In a recent study from the journal Archives of Dermatology, researchers from Harvard Medical School as well as Brigham and Women’s Hospital examined data from 82,869 women between the ages of 27 and 44. This study examined beer consumption by women, and there was a higher flare rate in those who regularly consumed nonlight beer when compared to patients who consumed the light varieties. This link could be due to an increase in gluten consumption or an increase in calorie consumption. While no studies actually prove the link, a trial limiting alcohol consumption is encouraged. It is theorized that alcohol can be inflammatory.
Vitamins A and D and Your Skin
Vitamin A promotes healthy skin by increasing cell turnover. Many fruits and vegetables are high in vitamin A, especially the orange and red varieties. Good sources of vitamin A are watermelon, cantaloupe, mango, carrots and tomatoes. In general, eating a diet high in antioxidants found in fruits, vegetables, whole grains and nuts protect against cancer and heart disease, and psoriasis patients have a higher risk of these two conditions.
Vitamin D promotes healthy skin by regulating the overgrowth of skin cells in psoriasis. It is obtained through sunlight exposure and from foods, including egg yolks, mushrooms and fortified orange juice. Aim for systemic levels of 50 to 70 of the activated form of 25-hydroxy-vitamin D.
However, because vitamin D is a fat-soluble vitamin, high levels can remain in your blood and cause side effects like high blood pressure, kidney disease and bone loss. Typically, the RDA of vitamin D can be achieved from 15 to 20 minutes of sunshine daily.
A number of psoriasis patients find that specific herbs reduce inflammation and flares by stimulating the immune system. Some of the more anti-inflammatory herbs that have proven to be beneficial to psoriasis patients are oregano oil, evening primrose oil, milk thistle and turmeric.

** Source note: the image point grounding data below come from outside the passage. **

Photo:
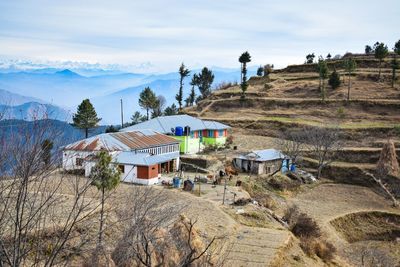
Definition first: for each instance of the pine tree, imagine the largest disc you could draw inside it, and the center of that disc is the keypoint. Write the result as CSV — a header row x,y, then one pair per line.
x,y
244,59
158,109
323,74
368,50
329,56
310,58
381,51
111,129
204,82
147,100
192,96
47,146
137,118
172,110
395,64
260,71
350,66
86,117
183,73
105,177
334,80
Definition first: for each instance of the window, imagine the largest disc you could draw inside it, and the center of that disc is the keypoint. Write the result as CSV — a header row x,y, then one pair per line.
x,y
78,161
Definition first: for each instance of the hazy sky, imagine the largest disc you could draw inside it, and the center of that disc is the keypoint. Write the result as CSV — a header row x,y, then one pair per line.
x,y
207,32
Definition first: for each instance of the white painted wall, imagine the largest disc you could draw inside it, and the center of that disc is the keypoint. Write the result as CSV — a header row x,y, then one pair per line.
x,y
129,174
69,159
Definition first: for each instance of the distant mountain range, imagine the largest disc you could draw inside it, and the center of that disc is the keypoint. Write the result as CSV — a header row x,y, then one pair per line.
x,y
63,89
33,111
14,132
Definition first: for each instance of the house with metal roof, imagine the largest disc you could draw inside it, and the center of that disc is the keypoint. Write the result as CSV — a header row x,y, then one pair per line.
x,y
193,133
261,161
141,155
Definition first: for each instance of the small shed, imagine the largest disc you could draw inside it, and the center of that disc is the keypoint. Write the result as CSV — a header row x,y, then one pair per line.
x,y
265,161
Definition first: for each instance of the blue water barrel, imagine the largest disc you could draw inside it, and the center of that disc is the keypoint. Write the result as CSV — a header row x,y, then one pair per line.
x,y
176,182
179,131
293,167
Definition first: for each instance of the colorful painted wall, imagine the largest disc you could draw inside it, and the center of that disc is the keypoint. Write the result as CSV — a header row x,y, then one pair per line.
x,y
196,141
189,145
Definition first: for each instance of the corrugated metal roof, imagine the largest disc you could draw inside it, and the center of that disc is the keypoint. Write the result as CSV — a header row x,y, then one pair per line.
x,y
215,125
122,141
263,155
143,159
164,124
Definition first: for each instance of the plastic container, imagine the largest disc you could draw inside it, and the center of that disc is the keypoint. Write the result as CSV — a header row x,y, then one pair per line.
x,y
179,131
176,182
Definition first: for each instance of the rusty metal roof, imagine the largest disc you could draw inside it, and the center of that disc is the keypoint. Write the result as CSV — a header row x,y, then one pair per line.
x,y
122,141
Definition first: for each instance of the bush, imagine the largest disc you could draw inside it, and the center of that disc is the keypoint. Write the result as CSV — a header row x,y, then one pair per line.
x,y
283,184
265,200
229,141
225,85
306,227
341,112
291,215
334,80
323,249
301,224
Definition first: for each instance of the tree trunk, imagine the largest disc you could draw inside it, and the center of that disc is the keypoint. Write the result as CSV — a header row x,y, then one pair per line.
x,y
348,88
101,218
394,71
319,171
379,75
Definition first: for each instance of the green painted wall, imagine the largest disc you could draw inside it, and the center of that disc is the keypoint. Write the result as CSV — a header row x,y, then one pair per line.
x,y
220,141
188,144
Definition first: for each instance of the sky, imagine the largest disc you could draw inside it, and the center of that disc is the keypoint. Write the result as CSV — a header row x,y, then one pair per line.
x,y
158,35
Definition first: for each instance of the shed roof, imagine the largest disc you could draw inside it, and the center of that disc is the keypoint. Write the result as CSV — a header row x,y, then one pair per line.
x,y
263,155
143,159
164,124
122,141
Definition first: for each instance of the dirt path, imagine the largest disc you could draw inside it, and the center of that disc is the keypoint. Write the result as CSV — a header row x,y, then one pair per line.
x,y
253,246
248,246
327,202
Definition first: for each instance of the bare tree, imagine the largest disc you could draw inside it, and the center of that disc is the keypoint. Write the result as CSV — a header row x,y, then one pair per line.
x,y
155,233
292,144
324,143
39,212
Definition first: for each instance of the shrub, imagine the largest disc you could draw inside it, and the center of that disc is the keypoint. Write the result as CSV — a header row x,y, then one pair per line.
x,y
341,112
322,248
283,184
334,80
397,130
306,227
265,200
301,224
225,85
291,215
229,141
325,250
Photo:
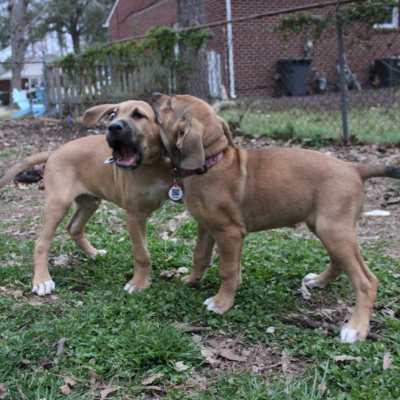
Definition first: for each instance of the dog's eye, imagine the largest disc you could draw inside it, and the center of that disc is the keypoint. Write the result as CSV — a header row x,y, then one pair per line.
x,y
112,115
137,115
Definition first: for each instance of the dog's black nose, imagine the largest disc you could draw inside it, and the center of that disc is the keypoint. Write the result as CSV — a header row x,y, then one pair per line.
x,y
116,127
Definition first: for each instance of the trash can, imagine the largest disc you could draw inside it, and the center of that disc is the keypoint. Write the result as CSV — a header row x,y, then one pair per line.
x,y
294,75
387,70
4,98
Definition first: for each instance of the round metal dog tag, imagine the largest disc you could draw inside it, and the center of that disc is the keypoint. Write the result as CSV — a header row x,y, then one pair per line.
x,y
175,192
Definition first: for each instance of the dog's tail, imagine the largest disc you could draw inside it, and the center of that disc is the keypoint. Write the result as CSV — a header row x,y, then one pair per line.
x,y
28,162
372,171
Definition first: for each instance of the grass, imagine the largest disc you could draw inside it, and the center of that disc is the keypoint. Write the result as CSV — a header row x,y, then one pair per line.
x,y
116,340
371,125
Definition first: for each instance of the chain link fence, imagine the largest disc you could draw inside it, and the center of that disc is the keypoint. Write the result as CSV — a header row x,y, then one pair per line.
x,y
286,83
341,84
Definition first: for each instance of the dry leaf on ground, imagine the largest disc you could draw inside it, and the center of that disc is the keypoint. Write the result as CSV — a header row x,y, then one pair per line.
x,y
231,356
152,378
180,366
346,358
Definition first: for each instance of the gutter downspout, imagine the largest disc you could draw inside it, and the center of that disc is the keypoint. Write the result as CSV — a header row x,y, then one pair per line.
x,y
229,38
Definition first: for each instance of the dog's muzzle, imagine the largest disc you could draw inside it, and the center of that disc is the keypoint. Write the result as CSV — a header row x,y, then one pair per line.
x,y
126,152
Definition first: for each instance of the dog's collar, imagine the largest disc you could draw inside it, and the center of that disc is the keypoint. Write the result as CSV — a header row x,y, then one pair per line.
x,y
209,163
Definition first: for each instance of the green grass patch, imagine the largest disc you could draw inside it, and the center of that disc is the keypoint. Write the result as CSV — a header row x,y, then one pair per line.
x,y
118,339
372,125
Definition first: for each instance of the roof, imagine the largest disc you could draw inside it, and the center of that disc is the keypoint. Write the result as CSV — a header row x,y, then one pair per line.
x,y
108,20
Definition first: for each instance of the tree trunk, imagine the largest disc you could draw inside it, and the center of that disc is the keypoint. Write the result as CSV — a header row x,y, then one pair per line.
x,y
18,41
76,40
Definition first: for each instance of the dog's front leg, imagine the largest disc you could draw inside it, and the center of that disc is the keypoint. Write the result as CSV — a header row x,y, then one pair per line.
x,y
142,266
201,256
229,243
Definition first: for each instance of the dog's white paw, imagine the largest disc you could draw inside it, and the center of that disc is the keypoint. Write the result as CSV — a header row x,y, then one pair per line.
x,y
129,288
349,335
99,253
44,288
211,306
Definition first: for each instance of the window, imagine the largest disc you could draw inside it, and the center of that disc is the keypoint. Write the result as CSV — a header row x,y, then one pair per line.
x,y
391,21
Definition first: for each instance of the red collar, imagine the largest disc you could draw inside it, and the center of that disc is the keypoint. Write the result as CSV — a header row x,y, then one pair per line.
x,y
209,163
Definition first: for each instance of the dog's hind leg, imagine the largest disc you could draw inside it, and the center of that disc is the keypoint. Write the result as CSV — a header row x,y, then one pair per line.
x,y
230,243
313,280
86,207
54,211
340,241
201,256
142,267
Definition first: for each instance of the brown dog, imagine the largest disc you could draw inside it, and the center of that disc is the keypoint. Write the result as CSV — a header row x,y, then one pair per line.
x,y
138,181
251,190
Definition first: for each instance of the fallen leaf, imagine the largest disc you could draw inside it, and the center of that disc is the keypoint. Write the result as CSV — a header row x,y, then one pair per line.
x,y
231,356
65,390
387,361
107,391
17,294
152,378
61,260
346,358
3,391
185,327
180,366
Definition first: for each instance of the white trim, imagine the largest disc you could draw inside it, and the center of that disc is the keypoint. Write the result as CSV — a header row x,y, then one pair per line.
x,y
108,20
390,25
229,38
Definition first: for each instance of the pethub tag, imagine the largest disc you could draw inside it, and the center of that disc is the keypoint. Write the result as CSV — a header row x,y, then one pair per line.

A research group discovered that curcumin (found in turmeric) inhibits PhK, which is an enzyme associated with overactive cell growth in psoriasis. Curcumin demonstrates immune suppressing activity by specifically suppressing the activity of T cells, and this makes it a valid drug for immunotherapy. This spice is best absorbed with black pepper, so look for supplements that contain “bioperine,” which is basically a branded form of piperine, a molecule found in black pepper.